Technical sources include fallout from atmospheric bomb tests, fallout from nuclear accidents, radioactive isotopes released by nuclear installations during normal operation, and radiation released by technical devices such as cathode ray tubes, computers and smoke detectors. They do not include radiation from medical diagnosis and treatment.

Meanwhile, plant operator Tokyo Electric Power Company (Tepco) said workers are spraying resin on debris at the plant in an effort to avoid the release and spread of contaminated dust.

They have started to erect a steel plate in front of the screen of the unit 2 cooling water discharge channel to prevent any further release of highly contaminated water leaking from trenches and pits and the basement of the turbine hall of unit 2.

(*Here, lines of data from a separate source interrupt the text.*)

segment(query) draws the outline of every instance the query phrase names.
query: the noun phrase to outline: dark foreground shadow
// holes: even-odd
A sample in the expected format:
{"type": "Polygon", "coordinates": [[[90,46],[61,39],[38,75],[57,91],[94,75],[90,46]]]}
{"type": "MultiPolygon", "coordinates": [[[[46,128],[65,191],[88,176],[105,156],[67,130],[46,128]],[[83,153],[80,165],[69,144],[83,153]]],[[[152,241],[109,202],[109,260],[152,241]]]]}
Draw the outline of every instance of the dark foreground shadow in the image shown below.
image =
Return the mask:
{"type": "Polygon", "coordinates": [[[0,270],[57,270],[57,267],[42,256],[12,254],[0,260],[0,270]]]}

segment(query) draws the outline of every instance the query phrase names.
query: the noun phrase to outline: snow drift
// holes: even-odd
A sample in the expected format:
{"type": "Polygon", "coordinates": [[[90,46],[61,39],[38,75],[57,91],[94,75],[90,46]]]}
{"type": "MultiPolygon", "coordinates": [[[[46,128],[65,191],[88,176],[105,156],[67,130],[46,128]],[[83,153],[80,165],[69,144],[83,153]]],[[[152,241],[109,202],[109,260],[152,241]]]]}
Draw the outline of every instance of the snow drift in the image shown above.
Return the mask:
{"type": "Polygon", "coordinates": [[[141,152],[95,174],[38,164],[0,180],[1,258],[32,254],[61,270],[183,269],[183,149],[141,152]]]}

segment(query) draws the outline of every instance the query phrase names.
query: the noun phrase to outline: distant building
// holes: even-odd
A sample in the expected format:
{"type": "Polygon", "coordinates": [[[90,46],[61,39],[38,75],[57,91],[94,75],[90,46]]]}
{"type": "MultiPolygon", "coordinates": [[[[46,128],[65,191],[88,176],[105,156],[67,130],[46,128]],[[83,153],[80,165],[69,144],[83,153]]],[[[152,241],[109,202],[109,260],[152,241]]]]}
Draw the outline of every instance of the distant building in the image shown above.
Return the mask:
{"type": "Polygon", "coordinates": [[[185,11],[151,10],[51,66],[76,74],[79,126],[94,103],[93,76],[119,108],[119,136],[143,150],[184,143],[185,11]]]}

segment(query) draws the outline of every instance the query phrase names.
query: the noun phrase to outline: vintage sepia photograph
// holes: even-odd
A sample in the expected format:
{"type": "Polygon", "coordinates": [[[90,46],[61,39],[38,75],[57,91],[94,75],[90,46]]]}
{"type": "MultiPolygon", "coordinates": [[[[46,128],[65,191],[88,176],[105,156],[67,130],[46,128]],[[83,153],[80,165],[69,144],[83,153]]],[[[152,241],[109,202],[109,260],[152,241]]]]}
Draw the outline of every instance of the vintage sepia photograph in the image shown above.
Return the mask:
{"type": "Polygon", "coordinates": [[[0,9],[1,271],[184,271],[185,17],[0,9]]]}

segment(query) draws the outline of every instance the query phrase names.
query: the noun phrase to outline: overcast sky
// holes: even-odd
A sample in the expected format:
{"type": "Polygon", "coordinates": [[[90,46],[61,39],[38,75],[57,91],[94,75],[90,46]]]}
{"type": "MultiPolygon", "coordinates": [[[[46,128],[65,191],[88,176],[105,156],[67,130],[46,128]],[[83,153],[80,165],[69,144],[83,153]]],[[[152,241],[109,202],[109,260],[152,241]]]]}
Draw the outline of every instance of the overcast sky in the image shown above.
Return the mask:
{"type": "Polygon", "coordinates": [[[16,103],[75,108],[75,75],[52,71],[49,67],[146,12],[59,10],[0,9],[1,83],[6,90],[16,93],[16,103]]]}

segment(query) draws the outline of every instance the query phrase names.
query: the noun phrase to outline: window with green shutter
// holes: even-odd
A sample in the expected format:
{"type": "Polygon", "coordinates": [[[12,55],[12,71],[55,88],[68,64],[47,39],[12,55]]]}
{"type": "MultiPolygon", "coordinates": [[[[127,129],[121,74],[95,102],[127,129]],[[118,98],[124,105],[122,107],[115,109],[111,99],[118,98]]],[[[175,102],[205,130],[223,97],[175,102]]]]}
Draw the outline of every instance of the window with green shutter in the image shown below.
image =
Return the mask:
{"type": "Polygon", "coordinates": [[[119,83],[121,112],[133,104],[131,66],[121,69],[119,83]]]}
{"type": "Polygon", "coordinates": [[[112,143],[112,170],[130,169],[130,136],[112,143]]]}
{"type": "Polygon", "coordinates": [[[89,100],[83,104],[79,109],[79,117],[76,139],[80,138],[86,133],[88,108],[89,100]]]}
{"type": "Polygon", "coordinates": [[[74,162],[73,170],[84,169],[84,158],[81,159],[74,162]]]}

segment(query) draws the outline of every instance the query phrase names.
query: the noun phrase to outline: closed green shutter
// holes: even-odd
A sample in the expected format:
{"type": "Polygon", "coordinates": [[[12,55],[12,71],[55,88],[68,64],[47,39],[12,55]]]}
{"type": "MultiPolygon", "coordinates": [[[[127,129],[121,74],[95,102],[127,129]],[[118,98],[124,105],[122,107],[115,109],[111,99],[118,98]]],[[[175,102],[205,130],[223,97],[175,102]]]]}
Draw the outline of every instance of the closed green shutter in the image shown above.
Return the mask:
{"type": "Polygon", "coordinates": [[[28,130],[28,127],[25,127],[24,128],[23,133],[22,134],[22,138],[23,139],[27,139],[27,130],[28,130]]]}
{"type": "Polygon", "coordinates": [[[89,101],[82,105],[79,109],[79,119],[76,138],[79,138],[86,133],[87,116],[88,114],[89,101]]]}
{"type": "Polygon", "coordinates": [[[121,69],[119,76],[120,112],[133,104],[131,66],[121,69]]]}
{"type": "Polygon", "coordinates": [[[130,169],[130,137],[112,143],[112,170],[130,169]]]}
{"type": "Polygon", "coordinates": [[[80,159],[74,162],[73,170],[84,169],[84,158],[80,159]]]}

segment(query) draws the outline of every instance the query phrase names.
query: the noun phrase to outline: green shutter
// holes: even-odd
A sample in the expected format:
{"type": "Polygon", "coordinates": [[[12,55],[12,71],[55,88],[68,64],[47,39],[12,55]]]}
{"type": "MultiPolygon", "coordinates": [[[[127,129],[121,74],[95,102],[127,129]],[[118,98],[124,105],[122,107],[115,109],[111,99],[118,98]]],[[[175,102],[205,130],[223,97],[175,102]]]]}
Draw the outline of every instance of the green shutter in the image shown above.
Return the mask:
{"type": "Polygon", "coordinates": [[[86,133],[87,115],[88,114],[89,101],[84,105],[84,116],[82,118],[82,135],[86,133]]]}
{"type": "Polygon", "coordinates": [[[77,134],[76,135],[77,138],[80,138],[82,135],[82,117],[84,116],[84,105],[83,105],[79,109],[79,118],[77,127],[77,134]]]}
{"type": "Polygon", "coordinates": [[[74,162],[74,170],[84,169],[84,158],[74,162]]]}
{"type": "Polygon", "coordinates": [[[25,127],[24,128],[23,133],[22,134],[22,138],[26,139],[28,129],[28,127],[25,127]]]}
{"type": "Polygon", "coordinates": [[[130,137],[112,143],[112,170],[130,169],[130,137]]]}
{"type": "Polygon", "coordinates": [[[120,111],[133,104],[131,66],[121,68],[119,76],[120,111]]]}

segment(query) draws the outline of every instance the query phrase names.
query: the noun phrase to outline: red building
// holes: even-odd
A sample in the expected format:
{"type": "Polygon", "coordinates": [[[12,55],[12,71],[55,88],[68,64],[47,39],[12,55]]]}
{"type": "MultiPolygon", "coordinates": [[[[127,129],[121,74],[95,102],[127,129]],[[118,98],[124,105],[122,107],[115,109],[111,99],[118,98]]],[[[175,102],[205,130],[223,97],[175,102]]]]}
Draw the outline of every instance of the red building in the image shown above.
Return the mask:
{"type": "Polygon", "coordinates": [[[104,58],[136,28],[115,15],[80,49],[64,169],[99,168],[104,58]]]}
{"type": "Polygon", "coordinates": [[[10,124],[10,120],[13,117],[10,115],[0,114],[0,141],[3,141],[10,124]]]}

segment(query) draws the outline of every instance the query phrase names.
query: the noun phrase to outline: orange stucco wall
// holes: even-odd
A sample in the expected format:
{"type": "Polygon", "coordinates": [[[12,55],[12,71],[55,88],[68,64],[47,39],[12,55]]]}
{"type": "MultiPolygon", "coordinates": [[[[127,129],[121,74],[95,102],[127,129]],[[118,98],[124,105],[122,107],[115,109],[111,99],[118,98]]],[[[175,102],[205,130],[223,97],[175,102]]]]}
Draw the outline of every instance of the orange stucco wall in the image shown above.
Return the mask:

Yesterday, Tepco started transferring highly radioactive water from a utility trench at unit 2 to the condenser and by this morning had moved about 250 tonnes of contaminated water.

As a result, the water level in the trench had dropped by 4 centimetres by 07:00 local time today (midnight central European time) according to the Japan Atomic Industrial Forum.

The contaminated water needs to be moved from the turbine building basements and from a concrete tunnel and trenches to various storage facilities.

Tepco is transferring the water to the condenser because there is a risk it might continue to leak into cable trenches and pits outside the unit’s controlled zone and from there flow into the sea.

Contaminated water has also been found in the turbine hall basements of units 1 and 3, although its activity is much lower than the water at unit 2.

The amount of water to be removed is estimated at more than 60,000 tonnes, the IAEA said. The water has been hampering work to restore the reactors’
cooling systems.

Tepco has also taken water samples from the unit 4 spent fuel pool to analyse contamination. The results will allow Tepco to assess the state of the fuel in this pool and to what extent it is damaged.